C'est à l'époque mouvementé du Front populaire de Léon Blum en France, des Mussolini et Hitler chez nos voisins et de la guerre civile en Espagne, que le dimanche de Pentecôte, 16 mai 1937, à 18 h 30, Laetitia Toureaux est poignardée dans le métro à la station Porte-de-Charenton, Boulevard Poniatowski à 75012 Paris.
Laetitia Toureaux est une jeune veuve de 29 ans, née Yolanda Nourrissat le 11 septembre 1907 au hameau Oyace en Vallée d'Aoste en Italie. La dernière-née d'une famille pauvre qui a émigré en 1919 en France, où elle a épousé en 1930 Jules Toureaux, mort de tuberculose, 2 ans avant son propre décès.
Laetitia travaille comme simple ouvrière à Saint-Ouen-sur-Seine dans une usine, où elle emballe des boîtes de cirage Lion Noir. Simultanément, elle accomplit certaines missions clandestines pour un ex-officier de police à la solde de l'ambassade d'Italie à Paris.

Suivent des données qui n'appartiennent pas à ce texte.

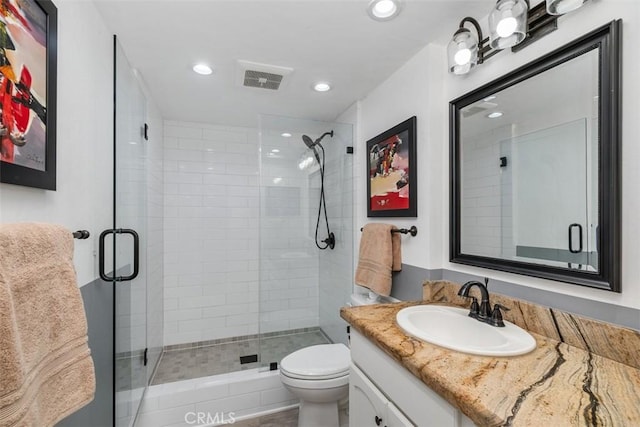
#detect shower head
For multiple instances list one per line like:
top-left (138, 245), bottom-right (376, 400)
top-left (302, 135), bottom-right (316, 152)
top-left (302, 131), bottom-right (333, 148)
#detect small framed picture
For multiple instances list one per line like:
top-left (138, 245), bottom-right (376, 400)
top-left (367, 116), bottom-right (418, 217)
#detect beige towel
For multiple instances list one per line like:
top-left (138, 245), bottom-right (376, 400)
top-left (0, 224), bottom-right (95, 427)
top-left (356, 223), bottom-right (402, 296)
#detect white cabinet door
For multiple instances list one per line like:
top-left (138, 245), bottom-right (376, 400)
top-left (349, 365), bottom-right (413, 427)
top-left (385, 402), bottom-right (414, 427)
top-left (349, 365), bottom-right (387, 427)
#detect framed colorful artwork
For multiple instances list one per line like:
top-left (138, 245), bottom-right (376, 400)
top-left (0, 0), bottom-right (58, 190)
top-left (367, 116), bottom-right (418, 217)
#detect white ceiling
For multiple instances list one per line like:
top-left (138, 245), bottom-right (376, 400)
top-left (96, 0), bottom-right (495, 126)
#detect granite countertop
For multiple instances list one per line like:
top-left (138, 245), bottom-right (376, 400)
top-left (340, 301), bottom-right (640, 427)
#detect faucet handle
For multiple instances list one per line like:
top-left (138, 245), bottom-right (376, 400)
top-left (491, 304), bottom-right (510, 327)
top-left (469, 297), bottom-right (480, 317)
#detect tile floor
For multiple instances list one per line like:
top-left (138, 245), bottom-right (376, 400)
top-left (151, 328), bottom-right (329, 385)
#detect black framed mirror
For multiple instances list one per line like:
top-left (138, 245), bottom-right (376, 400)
top-left (449, 20), bottom-right (622, 292)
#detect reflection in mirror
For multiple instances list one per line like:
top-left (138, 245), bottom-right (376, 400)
top-left (451, 21), bottom-right (619, 290)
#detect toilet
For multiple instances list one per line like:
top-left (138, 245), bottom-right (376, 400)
top-left (280, 343), bottom-right (351, 427)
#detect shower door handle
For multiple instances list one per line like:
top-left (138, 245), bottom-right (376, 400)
top-left (569, 223), bottom-right (582, 254)
top-left (98, 228), bottom-right (140, 282)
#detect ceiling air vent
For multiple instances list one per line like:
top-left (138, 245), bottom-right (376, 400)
top-left (237, 61), bottom-right (293, 90)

Ces missions secrètes constituent un premier facteur qui pourrait être à l'origine de ce meurtre jamais élucidé et que l'écrivain, journaliste et scénariste
Léon Treich a qualifié dans "Historia" en 1957 de "crime parfait".
L'autre facteur susceptible d'être la cause de son assassinat est lié à la personne de la victime elle-même. Il se trouve que Laetitia Toureaux était une jeune femme de grande beauté et au charme indéniable qui a eu des amants et toute une série d'admirateurs, d'autant plus qu'elle s'occupait le soir du vestiaire d'une boîte de nuit à la mode. Sans être pour autant une allumeuse ou une traînée, il est certain qu'elle ne passait pas inaperçue.

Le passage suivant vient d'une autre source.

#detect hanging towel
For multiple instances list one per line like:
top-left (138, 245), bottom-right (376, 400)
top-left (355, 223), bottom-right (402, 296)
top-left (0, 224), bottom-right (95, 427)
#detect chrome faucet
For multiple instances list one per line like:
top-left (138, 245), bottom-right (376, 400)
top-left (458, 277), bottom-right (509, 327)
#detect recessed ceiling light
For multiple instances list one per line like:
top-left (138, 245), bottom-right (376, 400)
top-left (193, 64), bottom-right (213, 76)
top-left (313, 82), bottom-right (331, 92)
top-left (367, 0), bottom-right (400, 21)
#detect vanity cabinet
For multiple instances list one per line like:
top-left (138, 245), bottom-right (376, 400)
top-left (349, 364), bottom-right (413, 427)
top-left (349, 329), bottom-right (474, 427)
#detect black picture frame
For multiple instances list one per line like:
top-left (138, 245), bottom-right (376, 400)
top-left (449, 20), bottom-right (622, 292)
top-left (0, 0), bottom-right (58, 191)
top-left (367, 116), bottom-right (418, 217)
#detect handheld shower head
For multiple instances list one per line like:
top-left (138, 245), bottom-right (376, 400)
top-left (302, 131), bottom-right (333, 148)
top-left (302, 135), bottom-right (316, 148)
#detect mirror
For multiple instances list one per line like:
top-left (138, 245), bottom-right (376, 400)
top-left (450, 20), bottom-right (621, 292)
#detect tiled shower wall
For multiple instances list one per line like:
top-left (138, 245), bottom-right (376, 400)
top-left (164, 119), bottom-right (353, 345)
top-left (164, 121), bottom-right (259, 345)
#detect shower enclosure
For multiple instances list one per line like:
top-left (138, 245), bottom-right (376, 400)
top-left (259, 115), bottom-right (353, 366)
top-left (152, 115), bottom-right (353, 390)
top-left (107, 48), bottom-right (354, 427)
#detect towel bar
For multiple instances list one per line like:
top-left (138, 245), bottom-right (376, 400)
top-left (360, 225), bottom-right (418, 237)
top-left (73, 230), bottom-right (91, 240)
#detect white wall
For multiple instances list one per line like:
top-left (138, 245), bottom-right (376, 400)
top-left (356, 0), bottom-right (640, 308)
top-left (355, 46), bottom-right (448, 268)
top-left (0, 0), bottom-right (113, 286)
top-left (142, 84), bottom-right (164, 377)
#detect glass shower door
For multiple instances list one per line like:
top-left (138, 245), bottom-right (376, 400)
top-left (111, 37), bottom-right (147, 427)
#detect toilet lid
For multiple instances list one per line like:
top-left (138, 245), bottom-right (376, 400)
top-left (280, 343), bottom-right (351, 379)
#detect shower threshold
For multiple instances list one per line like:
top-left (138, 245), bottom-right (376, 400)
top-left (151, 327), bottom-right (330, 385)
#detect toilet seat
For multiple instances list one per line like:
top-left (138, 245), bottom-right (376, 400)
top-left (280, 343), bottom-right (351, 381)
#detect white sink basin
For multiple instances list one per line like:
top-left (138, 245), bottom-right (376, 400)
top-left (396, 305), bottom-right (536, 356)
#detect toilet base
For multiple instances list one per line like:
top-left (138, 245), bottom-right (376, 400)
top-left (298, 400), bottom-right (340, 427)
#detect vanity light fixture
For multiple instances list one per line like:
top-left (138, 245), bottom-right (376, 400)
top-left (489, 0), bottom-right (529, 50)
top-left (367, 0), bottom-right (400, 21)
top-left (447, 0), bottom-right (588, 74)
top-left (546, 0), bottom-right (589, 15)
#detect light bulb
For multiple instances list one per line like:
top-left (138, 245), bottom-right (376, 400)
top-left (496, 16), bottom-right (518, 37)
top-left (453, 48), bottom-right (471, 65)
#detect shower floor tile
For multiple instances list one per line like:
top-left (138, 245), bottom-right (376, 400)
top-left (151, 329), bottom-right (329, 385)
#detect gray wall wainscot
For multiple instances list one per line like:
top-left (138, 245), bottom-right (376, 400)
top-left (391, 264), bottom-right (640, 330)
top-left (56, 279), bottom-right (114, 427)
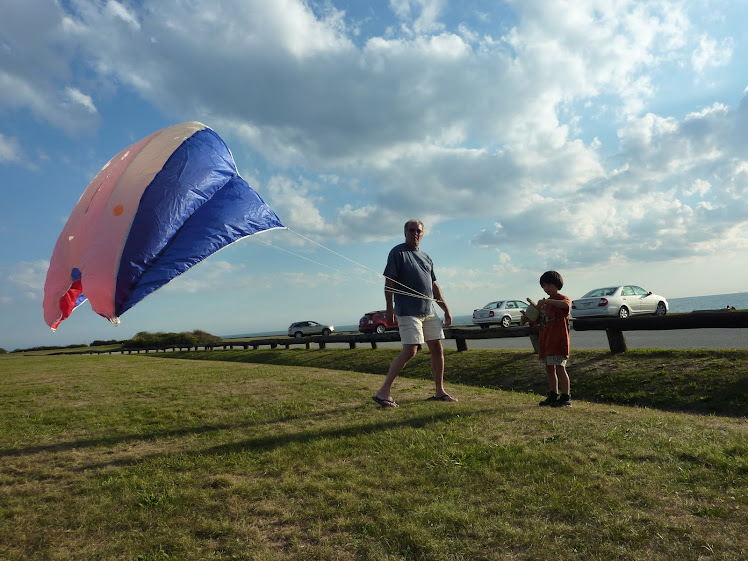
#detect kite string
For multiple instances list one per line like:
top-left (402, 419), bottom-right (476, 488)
top-left (286, 227), bottom-right (441, 302)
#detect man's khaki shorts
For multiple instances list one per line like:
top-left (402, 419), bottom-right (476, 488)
top-left (397, 314), bottom-right (444, 345)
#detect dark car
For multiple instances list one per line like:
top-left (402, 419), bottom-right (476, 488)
top-left (358, 310), bottom-right (397, 333)
top-left (288, 321), bottom-right (335, 339)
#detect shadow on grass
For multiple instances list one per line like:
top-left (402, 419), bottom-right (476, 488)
top-left (0, 406), bottom-right (490, 471)
top-left (74, 409), bottom-right (493, 471)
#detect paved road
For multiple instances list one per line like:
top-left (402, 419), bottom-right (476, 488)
top-left (328, 327), bottom-right (748, 352)
top-left (445, 329), bottom-right (748, 351)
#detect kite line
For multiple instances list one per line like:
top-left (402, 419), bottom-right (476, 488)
top-left (254, 226), bottom-right (440, 302)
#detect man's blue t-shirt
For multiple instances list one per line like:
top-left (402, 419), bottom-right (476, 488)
top-left (384, 243), bottom-right (436, 317)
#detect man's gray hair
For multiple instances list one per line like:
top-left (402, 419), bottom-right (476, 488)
top-left (403, 218), bottom-right (426, 232)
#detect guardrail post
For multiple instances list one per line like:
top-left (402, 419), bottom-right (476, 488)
top-left (605, 328), bottom-right (628, 354)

Patiemment, dans son ouvrage, l'auteur suit ces deux pistes de bien avant l'événement tragique, particulièrement au cours des mois de mars, avril et début mai 1937 et dans une seconde partie, dans la suite réservée à ce crime et l'enquête policière qui n'a jamais abouti.
Je veux bien comprendre qu'en haut lieu, on ne voulait à cette époque surtout pas un incident diplomatique avec l'Italie fasciste de Mussolini et que dès lors les commissaires de police chargés de l'enquête n'ont évidemment pas fait preuve d'excès de zèle pour arrêter un suspect, pouvant avoir un lien avec les opposants du "Duce" en France. Il s'agit cependant d'une hypothèse qui, quoique vraisemblable, n'explique pas tout.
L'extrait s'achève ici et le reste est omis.